John Podesta, senior adviser to Joe Biden on clean energy, said that the loans office is “essential to the effective implementation” of the administration’s goal to eliminate planet-heating emissions by 2050. “Jigar is laser-focused on working with all levels of government, project sponsors and affected communities to deliver on that mission and realize results for the American people,” Podesta said.
“There’s a lot of responsibility that’s been put on to this office, clearly Congress gave us those additional resources,” said Shah, who has been busy connecting the newly enriched loans office with all corners of the emerging clean energy economy, not just wind farms and solar operators.
Shah said there was “some rust on the gears” among those tasked with reanimating the office following the tenure of Trump, a president so wary of even the most lo-fi environmental technology that he complained energy efficient lightbulbs made him look orange and became fixated upon the weak flushing ability of water-saving toilets.
But the clean energy loans now appear to be gaining momentum, with 125 current applications seeking $119bn worth of loans to act as the “bridge to bankability”, as Shah puts it. About $2.5bn has been given to Ultium Cells to manufacture lithium-ion batteries for electric cars in three states, $700m could go to a project that will mine lithium in Nevada – despite concerns this will negatively affect a rare flower in the region – and more than $500m for the world’s largest facility creating “green” hydrogen, to be used to fuel trucks and industry, in Utah.
“We’ve left no stone unturned,” said Shah, who says he understands the mindset of entrepreneurs, having previously founded the renewable energy companies SunEdison and Generate Capital, as well as being the co-host of The Energy Gang podcast.
“We’ve called every one of those companies that have been labeled climate tech, whether it’s green chemicals, green cement, green steel,” he said. “It doesn’t matter who it is, we’ve called them and said, ‘Hey, let me introduce you to the loan programs office, so now we can help.’”
This new prominence is set to provoke a stinging Republican backlash, however. To conservatives, the loans office, which was founded in 2005, is forever tarred by the much-criticized decision during Barack Obama’s administration to loan $535m to Solyndra, the California solar firm, only for the company to file for bankruptcy two years later, in 2011.
The huge new financial arsenal at the office’s disposal risks “Solyndra on steroids”, according to Cathy McMorris Rodgers, the incoming Republican chair of the House energy committee.
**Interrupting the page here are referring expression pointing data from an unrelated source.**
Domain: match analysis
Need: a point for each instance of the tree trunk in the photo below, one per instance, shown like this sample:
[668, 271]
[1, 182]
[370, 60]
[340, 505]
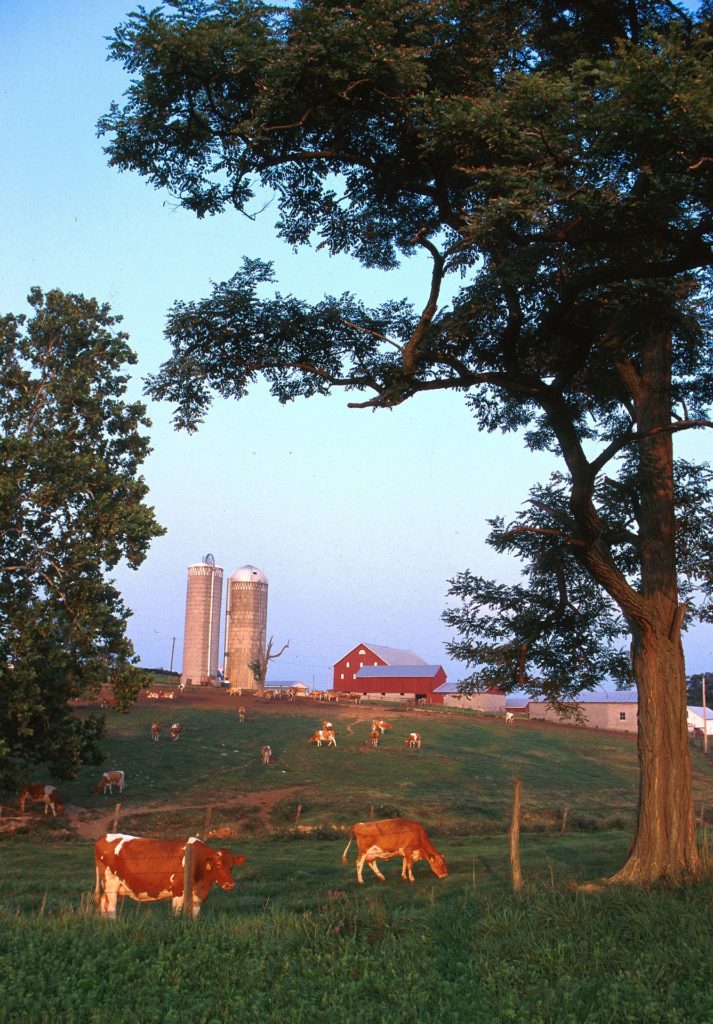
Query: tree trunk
[664, 842]
[663, 846]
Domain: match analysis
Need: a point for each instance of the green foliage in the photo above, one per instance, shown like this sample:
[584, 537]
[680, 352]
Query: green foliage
[71, 508]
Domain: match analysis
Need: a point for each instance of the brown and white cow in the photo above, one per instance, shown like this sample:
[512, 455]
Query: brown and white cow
[109, 780]
[321, 736]
[149, 869]
[379, 724]
[393, 838]
[40, 793]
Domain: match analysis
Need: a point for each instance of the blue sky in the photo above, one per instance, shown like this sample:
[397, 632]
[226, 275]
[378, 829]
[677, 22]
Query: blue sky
[358, 518]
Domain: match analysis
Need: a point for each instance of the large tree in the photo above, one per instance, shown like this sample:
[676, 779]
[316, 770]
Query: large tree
[552, 162]
[72, 506]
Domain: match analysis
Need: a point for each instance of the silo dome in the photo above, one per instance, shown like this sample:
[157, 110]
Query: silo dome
[248, 573]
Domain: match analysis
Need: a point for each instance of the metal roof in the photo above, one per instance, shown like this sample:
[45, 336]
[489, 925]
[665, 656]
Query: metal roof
[249, 573]
[393, 655]
[397, 672]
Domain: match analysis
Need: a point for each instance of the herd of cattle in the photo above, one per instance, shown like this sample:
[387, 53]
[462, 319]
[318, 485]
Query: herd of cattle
[151, 869]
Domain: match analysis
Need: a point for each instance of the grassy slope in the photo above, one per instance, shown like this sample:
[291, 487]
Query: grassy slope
[298, 941]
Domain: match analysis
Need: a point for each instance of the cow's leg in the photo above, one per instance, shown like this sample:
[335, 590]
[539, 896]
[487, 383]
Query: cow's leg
[375, 868]
[407, 869]
[111, 892]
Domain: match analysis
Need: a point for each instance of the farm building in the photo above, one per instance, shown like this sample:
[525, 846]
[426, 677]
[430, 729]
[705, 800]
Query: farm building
[283, 685]
[600, 710]
[388, 674]
[490, 701]
[701, 718]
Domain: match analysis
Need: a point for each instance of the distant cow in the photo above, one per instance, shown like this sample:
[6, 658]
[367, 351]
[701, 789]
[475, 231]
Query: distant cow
[324, 736]
[379, 724]
[393, 838]
[149, 869]
[109, 780]
[40, 793]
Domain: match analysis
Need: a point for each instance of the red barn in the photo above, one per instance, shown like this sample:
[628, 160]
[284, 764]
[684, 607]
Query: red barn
[388, 673]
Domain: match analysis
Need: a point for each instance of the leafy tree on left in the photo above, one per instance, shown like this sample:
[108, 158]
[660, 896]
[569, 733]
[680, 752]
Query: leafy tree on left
[72, 507]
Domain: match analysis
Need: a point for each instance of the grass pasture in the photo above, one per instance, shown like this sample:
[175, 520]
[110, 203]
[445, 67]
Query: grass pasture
[297, 940]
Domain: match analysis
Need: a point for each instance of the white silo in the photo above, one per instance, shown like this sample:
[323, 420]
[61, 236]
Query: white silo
[202, 632]
[246, 625]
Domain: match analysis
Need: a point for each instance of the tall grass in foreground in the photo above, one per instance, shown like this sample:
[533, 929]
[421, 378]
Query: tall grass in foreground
[547, 956]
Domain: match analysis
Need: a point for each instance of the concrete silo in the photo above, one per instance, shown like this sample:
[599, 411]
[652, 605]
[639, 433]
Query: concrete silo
[202, 633]
[246, 625]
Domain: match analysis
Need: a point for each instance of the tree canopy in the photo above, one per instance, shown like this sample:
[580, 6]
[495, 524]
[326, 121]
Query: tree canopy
[72, 507]
[552, 162]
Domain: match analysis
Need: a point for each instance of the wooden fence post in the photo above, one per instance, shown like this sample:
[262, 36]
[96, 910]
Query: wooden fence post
[187, 879]
[514, 836]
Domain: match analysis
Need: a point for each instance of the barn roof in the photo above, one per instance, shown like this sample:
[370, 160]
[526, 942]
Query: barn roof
[394, 655]
[397, 672]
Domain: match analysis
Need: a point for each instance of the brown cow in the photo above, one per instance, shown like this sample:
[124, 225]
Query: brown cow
[393, 838]
[39, 793]
[324, 736]
[379, 724]
[110, 779]
[149, 869]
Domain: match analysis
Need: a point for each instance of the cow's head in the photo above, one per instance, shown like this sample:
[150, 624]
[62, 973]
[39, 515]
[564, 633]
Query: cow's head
[436, 862]
[218, 866]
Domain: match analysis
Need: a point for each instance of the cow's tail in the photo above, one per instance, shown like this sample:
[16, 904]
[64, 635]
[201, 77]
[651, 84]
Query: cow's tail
[97, 886]
[351, 836]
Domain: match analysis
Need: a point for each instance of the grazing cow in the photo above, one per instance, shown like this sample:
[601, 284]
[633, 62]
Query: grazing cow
[39, 793]
[149, 869]
[110, 779]
[380, 725]
[324, 736]
[393, 838]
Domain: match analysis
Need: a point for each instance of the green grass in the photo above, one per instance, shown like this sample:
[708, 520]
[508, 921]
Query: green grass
[298, 940]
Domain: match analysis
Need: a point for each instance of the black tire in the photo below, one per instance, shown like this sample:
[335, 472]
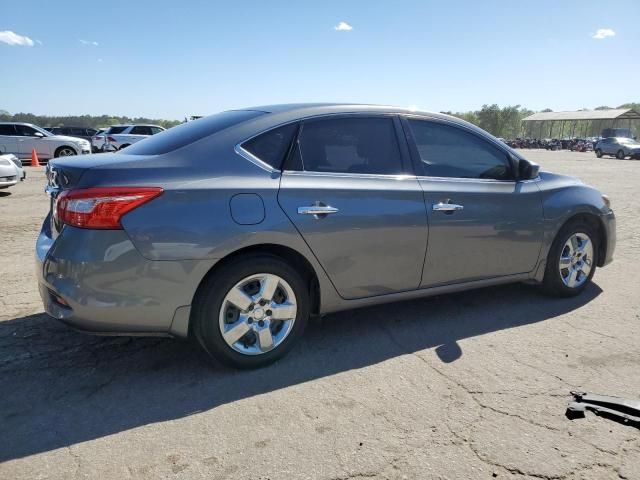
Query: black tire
[64, 151]
[552, 283]
[211, 295]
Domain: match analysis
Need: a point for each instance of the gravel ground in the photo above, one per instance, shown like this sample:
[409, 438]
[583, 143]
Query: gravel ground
[469, 385]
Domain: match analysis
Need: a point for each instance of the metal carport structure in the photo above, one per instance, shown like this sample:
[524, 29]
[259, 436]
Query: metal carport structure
[583, 123]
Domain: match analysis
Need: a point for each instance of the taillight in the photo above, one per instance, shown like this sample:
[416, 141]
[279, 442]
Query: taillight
[101, 207]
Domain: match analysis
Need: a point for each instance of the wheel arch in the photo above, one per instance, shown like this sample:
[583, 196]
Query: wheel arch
[597, 224]
[57, 150]
[287, 254]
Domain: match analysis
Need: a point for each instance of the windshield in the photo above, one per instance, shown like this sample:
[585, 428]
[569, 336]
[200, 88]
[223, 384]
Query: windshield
[42, 130]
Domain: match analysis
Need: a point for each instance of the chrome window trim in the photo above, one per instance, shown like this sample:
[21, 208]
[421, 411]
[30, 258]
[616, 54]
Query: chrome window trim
[253, 159]
[350, 175]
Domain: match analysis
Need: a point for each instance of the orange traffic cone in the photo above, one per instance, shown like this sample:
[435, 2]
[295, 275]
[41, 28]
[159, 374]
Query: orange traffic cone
[34, 158]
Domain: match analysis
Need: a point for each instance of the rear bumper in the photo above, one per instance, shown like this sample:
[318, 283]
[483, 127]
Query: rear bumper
[96, 281]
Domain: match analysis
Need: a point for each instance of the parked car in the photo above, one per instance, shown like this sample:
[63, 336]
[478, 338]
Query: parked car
[98, 140]
[78, 132]
[118, 137]
[235, 228]
[621, 147]
[11, 171]
[21, 138]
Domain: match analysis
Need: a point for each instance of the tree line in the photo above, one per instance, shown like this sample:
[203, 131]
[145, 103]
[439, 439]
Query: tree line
[505, 122]
[94, 121]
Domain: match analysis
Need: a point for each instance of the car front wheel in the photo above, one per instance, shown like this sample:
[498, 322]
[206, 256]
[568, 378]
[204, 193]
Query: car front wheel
[251, 312]
[572, 260]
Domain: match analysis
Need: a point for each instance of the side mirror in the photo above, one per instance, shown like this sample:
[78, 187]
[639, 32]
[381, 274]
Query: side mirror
[527, 170]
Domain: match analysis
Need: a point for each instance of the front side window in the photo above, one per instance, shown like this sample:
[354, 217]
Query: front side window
[26, 131]
[350, 145]
[271, 147]
[447, 151]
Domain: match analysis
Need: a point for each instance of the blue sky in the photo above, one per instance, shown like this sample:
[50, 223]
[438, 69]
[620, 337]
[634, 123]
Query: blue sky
[170, 58]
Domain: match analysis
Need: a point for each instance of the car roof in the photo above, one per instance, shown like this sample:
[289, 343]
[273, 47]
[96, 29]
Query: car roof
[18, 123]
[135, 125]
[313, 108]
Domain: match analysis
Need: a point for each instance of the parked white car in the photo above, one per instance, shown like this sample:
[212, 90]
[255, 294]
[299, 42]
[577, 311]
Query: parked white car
[11, 171]
[121, 136]
[21, 138]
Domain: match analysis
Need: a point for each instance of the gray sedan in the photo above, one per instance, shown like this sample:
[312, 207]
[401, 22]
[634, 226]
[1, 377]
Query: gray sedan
[234, 229]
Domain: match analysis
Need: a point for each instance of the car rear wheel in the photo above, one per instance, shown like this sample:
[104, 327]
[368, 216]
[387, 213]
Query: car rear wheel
[65, 152]
[251, 312]
[572, 260]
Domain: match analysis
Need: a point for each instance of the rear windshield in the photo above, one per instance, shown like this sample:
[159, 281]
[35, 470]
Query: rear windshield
[116, 130]
[190, 132]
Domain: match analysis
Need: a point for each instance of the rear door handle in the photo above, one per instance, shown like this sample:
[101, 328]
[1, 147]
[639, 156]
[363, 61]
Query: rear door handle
[446, 207]
[317, 210]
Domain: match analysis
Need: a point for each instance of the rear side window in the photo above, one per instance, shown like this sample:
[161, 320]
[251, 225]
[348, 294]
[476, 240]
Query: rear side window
[349, 145]
[190, 132]
[7, 130]
[141, 130]
[271, 147]
[448, 151]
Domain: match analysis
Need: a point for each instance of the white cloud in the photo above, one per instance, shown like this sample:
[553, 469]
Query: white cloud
[343, 27]
[603, 33]
[12, 38]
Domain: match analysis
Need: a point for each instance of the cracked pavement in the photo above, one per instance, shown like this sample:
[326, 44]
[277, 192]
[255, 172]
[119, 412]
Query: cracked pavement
[470, 385]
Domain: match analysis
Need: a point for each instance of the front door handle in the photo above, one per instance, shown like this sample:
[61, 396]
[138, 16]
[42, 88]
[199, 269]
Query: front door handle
[317, 211]
[446, 207]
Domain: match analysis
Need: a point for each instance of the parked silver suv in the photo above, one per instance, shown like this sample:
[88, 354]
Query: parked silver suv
[21, 138]
[619, 146]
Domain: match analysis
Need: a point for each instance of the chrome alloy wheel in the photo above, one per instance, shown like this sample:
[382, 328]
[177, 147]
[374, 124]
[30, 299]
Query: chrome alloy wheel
[576, 260]
[257, 314]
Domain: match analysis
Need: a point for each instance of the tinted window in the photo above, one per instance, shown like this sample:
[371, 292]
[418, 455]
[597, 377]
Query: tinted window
[190, 132]
[350, 145]
[141, 130]
[272, 146]
[448, 151]
[26, 131]
[7, 130]
[116, 130]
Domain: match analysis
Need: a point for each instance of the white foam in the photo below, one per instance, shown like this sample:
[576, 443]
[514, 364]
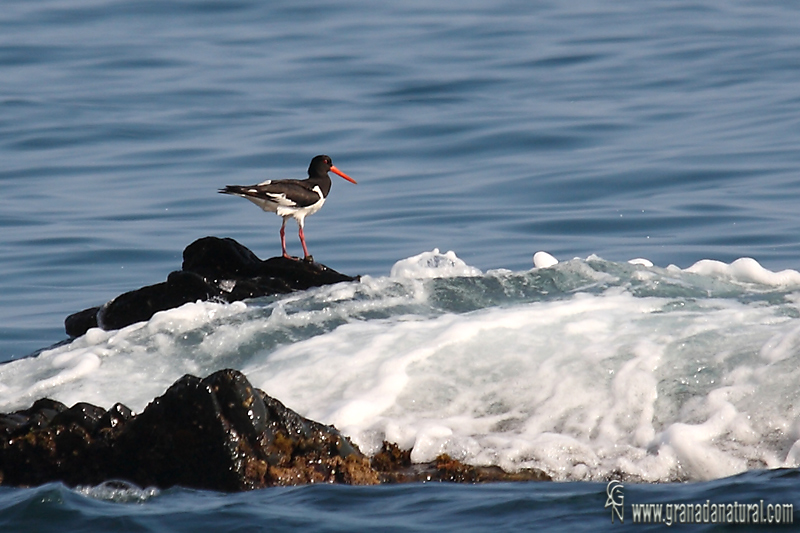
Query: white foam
[746, 269]
[544, 260]
[585, 383]
[433, 265]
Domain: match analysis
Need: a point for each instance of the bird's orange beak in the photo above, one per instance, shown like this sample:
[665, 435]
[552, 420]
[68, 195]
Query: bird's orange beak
[342, 174]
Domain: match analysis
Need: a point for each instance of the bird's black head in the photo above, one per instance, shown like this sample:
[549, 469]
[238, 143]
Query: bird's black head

A group of Republicans led by Rodgers have said the new loan authorities “raise questions about increased risks of waste, fraud and abuse, especially if the administration uses the program for its rush-to-green agenda”.
Shah, who could well be hauled in front of Rodgers’ committee this year, said GOP scrutiny is “totally ordinary and expected” and that the loans office is a more rounded and mature entity than during the Obama years when it still, a year before Solyndra collapsed, notably backed an upstart car company called Tesla with a $465m loan. The failure rate of 3.3% for its loans is about that you’d expect from a prudent bank lender rather than a profligate waster of taxpayer money, Shah points out.